Brian Robinson Challenge Ride 2013

Rider 312 peruses the route card.
Rider 312 peruses the route card.

Any cyclist familiar with the terrain of the Huddersfield area will be able to see that the route of the Brian Robinson Challenge hits quite a few noticeable bumps on the way round. At 75 miles with 2,500 metres of climbing the 2013 route is about the hardest road ride I’ve attempted since I was a teenager. Add to that a hefty buffeting from a lively sou’wester that really picked up speed over the tops, and last Sunday’s loop was quite a proposition. The previous year’s outing was rerouted away from the biggest hills due to adverse weather conditions, and I was told by one rider that this year’s wind was just as bad (it lacked the torrential rain of 2012, so the organisers kept the route unchanged).

After being officially started by Brian Robinson himself (and some bloke in a ceremonial chain), several hundred riders rolled the couple of miles to the bottom of the first climb, Wessenden Head Road. It was a pleasant change to ride most of this hill in the shelter of a bunch, normally it’s just me on my own battling it out on a local loop. The sharp left at the top put the wind firmly behind us and the blast down into Holmfirth was excitingly rapid. Holme Moss was as difficult as you’d expect under the conditions. It was hard going all the way up until a tiny respite from the blustery gale below the crest of the hill, before we were almost blown backwards out of Derbyshire at the top. Here I am in an official event photo – I look like I’m throwing the bike about a little bit, but I’m actually just leaning into the wind to avoid falling off:

Note the seasoned roadie sheltering behind the clueless newbie rider.
Note the seasoned roadie sheltering from the hurricane-force headwind behind the clueless newbie rider.
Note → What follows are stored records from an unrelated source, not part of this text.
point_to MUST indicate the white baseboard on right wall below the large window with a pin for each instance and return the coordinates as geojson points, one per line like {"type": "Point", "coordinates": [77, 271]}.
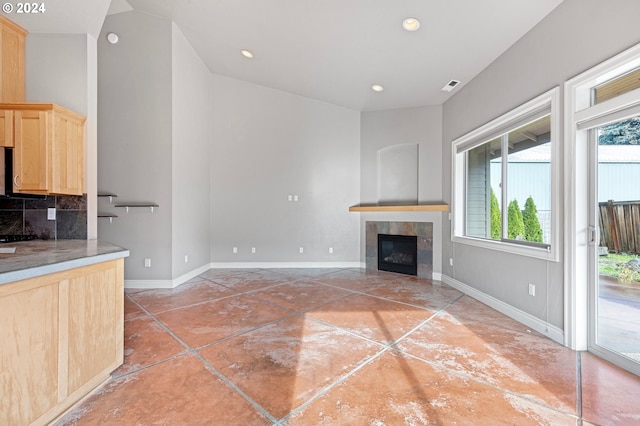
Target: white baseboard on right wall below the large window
{"type": "Point", "coordinates": [554, 333]}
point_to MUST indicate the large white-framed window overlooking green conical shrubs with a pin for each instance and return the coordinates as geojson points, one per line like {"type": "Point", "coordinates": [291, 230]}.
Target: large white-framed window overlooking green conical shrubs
{"type": "Point", "coordinates": [504, 174]}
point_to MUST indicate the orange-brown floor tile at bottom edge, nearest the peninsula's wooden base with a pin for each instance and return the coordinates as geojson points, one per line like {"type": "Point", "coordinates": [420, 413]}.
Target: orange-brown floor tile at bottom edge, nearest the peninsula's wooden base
{"type": "Point", "coordinates": [177, 392]}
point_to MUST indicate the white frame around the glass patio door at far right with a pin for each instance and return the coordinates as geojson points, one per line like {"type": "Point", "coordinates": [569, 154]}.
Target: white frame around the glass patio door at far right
{"type": "Point", "coordinates": [578, 110]}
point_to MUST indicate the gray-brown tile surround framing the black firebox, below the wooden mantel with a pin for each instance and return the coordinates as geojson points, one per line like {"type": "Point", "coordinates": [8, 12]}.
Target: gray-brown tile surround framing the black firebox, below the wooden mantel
{"type": "Point", "coordinates": [422, 230]}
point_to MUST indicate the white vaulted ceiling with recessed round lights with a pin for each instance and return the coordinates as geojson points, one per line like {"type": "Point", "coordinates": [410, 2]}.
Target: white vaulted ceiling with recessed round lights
{"type": "Point", "coordinates": [330, 50]}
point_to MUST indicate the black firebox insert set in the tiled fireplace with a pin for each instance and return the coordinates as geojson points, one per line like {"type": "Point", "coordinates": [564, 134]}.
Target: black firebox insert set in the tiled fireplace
{"type": "Point", "coordinates": [398, 253]}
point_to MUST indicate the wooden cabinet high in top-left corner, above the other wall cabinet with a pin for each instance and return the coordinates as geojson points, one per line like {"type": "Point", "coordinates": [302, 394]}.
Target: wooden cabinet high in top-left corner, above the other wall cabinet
{"type": "Point", "coordinates": [11, 61]}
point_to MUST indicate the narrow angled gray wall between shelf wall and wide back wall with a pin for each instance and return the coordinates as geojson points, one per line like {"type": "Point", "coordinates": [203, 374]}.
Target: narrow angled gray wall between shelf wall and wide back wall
{"type": "Point", "coordinates": [191, 147]}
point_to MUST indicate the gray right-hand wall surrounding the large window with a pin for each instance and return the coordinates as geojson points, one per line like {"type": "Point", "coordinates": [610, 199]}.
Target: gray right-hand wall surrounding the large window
{"type": "Point", "coordinates": [577, 35]}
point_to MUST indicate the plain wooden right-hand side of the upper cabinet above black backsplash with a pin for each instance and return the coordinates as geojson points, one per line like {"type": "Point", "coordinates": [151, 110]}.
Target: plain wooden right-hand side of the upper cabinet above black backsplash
{"type": "Point", "coordinates": [68, 156]}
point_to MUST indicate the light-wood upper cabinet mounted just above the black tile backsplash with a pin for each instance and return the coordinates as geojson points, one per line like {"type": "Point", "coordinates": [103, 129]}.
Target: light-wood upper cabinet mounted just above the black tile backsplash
{"type": "Point", "coordinates": [48, 148]}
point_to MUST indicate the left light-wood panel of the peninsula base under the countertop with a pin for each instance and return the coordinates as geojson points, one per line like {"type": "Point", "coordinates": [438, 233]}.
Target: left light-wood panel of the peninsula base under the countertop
{"type": "Point", "coordinates": [29, 365]}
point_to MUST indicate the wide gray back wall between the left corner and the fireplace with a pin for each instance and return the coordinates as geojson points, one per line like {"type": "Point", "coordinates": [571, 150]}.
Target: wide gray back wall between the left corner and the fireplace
{"type": "Point", "coordinates": [268, 145]}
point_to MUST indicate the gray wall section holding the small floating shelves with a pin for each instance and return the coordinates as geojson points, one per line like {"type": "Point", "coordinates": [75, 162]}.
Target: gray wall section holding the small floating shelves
{"type": "Point", "coordinates": [134, 139]}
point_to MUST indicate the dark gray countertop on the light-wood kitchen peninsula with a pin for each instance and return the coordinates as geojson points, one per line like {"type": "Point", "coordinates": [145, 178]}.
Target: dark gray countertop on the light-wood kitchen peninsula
{"type": "Point", "coordinates": [39, 257]}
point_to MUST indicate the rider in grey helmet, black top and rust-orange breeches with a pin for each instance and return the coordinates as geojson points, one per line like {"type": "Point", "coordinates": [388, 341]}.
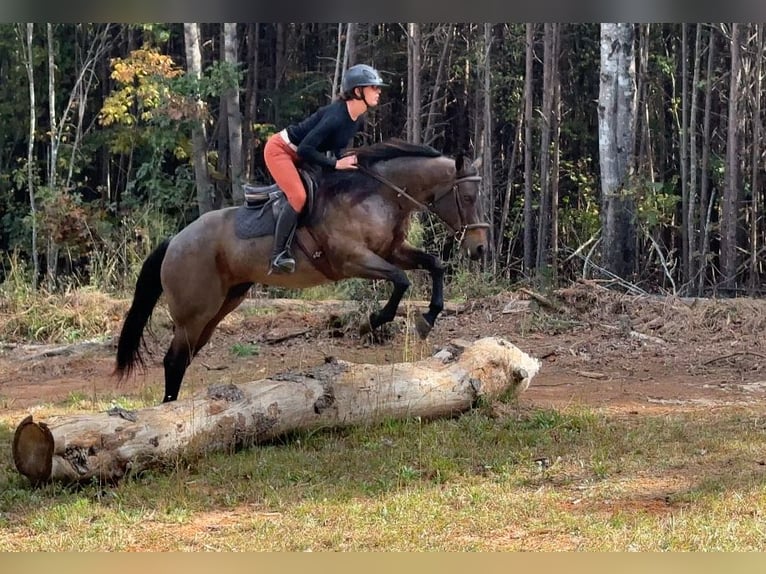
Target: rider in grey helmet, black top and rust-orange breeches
{"type": "Point", "coordinates": [330, 128]}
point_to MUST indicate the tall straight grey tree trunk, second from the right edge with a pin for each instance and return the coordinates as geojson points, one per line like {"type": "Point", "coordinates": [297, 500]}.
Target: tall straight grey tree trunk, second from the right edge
{"type": "Point", "coordinates": [731, 185]}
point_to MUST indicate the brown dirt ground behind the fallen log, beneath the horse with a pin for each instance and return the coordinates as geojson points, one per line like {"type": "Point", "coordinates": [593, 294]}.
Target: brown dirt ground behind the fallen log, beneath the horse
{"type": "Point", "coordinates": [598, 348]}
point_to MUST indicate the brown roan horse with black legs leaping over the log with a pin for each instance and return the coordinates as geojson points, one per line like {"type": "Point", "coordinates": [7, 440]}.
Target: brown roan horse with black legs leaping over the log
{"type": "Point", "coordinates": [358, 223]}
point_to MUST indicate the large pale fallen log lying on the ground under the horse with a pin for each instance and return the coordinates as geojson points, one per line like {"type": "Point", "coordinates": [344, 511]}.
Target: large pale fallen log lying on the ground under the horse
{"type": "Point", "coordinates": [108, 445]}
I barely noticed Woodhead Pass after the last two little numbers, particularly with the gale behind us, and the roads down to Clayton West shot by in another tailwind-propelled blur. The next section of the ride over the undulating grimness of Emley and Grange Moor pointed us back towards the elements and weaved its way in fits and starts around the top of Huddersfield, towards the main spine of the Pennines and the relentless slog over the A640, head on into the wind. Here I befriended a big chap who looked like he knew what he was doing, but made the mistake of trying to share pulls on the front up past Nont Sarah’s. My legs weren’t as good as I had thought, and I clung on for as long as I could, but blew up shortly before the summit, and had to make my solitary way up and over at a much slower rate. After descending to Delph tagged onto the back of another group, I twiddled back over Standedge at a snail’s pace. Dragging myself past home was a bit of a wrench, but I felt a bit better up the last climb out of Marsden and I almost sprinted the last few kilometres to the finish. Clocking in at 5 hours 40 minutes officially (5h37 on the GPS, there was a queue) I was knackered, but pleased at getting back well inside the six hour target I had set myself. Apparently the fastest guy got round in four hours, solo. Incredible.

This was the first ‘sportive’ type ride I’ve ever done on the road; it was fun to ride out in a really big group for the first time in a couple of decades (I’m not in a club or anything like that). The marshalling was good, the course is certainly challenging, and the atmosphere was friendly. Very enjoyable, I’ll probably be back next year (but I hope it’s a bit less blowy).